The momentum behind 5G is accelerating. By the start of September, industry organisation GSA identified 81 operators that are testing 5G or have the licenses to begin field trials in 42 countries.

To flourish, 5G networks need spectrum across three broad frequency ranges: below 1 GHz, 1-6 GHz and above 6 GHz. Each range offers different elements, low spectrum for providing coverage, mid and high spectrum for meeting capacity needs and very high spectrum for amazing speed. Harmonised spectrum above 24 GHz will provide the opportunity to be able to offer multi-gigabit per second (Gbps) data services and open the door to very low latencies (sub-1ms). This is possible thanks to the large amounts of spectrum available in this range. More spectrum equals more data and higher speeds, something huge numbers of consumers are demanding.

The work at the United Nation’s World Radiocommunication Conference in 2019 (WRC-19) will contain an agenda item that will pave the way for the super-fast services envisioned as part of 5G. Agenda Item 1.13 (AI 1.13) will look at seven frequency ranges for spectrum for mobile broadband between 24.25 and 86 GHz.

Technical and business studies are already underway for the proposed bands in order to identify which bands are best suited to mobile services. The GSMA is focusing first on the 26, 32 and 40 GHz bands.

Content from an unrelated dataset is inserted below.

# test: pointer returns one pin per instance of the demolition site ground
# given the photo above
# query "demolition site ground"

The 26 GHz band (24.25-27.5 GHz) has the highest priority for several reasons. First, it is already seeing traction around the globe for mobile broadband services, the band is already a ‘pioneer band’ in Europe and China and much of Africa is also onboard.

Second, there are significant technical and economic benefits. The 26 GHz band is adjacent to the 28 GHz band, allowing for economies of scale and early equipment availability because the 28 GHz band will be used as the first millimetre-wave 5G band in the US, South Korea and Japan, with implementation done outside of the WRC-19 process and under an existing mobile allocation.

Third, the smaller coverage area of services using higher frequencies can lessen interference concerns in mobile networks and increase the opportunity for spectrum sharing. That means high band 5G services may be able to use the same bands with other spectrum users.

An often-raised question is why countries that are unlikely to be early adopters of 5G should care about this work. The work done today will set the framework for the future.
The spectrum identification, allocation and assignment process is a long-term effort. Spectrum identified at WRC-19 will be in use for decades to come so it is important to get involved and get it right now, irrespective of when the first commercial 5G services arrive.